Rick Owens, Spring/Summer '09 (scroll down to read the review)
One of the most consistently eye popping news items to come out of a Rick Owens show occurs 'down below' where his futuristic footwear takes centre stage. There have been, among others, long hairy shoes and over-the-knee suede boots that looked like craggily, volcanic rock formations tipping out over a cliff.
This season, he took a cue from posh show pony hooves to propose what looked like ruffled leather ankle curtains. Its true that these draped designs, which came in long and short, spring-appropriate versions, did mask the sandals beneath. But they did nothing to detract from the pure simplicity of Owen's architecturally sliced clothes.
In fact, the leather flaps, together with their headgear counterpart (a droopy sack version of a nun's veil) only made the pure clothes story, which bordered on the monastic, all the more compelling.

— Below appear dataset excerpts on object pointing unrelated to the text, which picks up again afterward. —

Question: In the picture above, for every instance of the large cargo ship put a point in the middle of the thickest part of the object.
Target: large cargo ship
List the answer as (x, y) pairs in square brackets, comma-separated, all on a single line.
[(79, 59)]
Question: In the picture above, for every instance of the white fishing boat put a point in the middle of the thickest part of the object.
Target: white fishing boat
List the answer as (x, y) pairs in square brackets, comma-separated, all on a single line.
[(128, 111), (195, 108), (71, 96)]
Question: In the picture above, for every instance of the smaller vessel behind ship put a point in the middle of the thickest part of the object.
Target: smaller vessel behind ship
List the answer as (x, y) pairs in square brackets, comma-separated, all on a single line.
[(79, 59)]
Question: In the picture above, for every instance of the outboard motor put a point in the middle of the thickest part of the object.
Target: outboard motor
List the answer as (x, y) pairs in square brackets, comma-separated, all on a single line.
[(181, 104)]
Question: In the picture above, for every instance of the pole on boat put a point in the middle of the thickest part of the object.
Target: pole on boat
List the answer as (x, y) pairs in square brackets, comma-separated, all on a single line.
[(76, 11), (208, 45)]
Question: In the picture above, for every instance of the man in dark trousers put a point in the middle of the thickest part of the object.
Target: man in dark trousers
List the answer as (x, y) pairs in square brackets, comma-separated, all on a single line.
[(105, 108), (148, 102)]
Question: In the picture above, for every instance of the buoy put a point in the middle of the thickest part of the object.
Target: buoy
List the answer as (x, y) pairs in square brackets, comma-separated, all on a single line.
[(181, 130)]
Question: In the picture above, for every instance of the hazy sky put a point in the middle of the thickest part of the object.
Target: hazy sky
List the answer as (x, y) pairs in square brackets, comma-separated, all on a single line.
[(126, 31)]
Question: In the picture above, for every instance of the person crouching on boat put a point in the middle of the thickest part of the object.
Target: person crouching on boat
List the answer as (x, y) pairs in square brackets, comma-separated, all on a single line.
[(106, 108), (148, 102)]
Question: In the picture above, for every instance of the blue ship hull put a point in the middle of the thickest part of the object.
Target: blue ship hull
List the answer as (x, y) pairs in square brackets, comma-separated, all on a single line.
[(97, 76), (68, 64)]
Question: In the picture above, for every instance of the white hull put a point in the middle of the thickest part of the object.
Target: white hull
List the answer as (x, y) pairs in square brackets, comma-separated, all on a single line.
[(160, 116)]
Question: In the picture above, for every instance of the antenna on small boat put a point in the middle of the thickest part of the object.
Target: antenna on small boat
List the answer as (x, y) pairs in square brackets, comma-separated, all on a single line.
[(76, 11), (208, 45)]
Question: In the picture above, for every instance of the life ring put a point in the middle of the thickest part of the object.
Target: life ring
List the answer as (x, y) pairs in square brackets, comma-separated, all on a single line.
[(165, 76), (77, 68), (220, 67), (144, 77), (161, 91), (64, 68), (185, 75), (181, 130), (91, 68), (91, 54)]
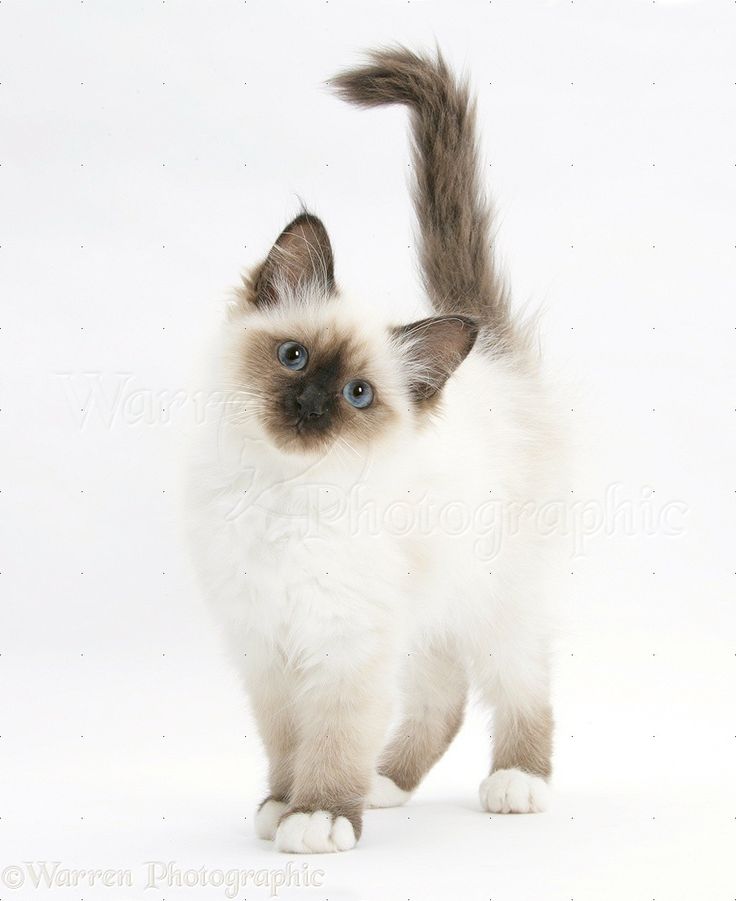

Owens is a sharp cutter and he proved his scissoring skills by the geometric negative space neatly extracted from the mid sections of droopy rompers, loose dresses and airy tops. Leather, this designer's fabric of choice, was ironed down into paper-thin patchwork jackets and A-line skirts and asymmetrical hems. That, together with the bow-tied cut away coats and fancy footwear, made for a very striking group finale when Owens' troop of models stormed the runway through a puff of billowing smoke.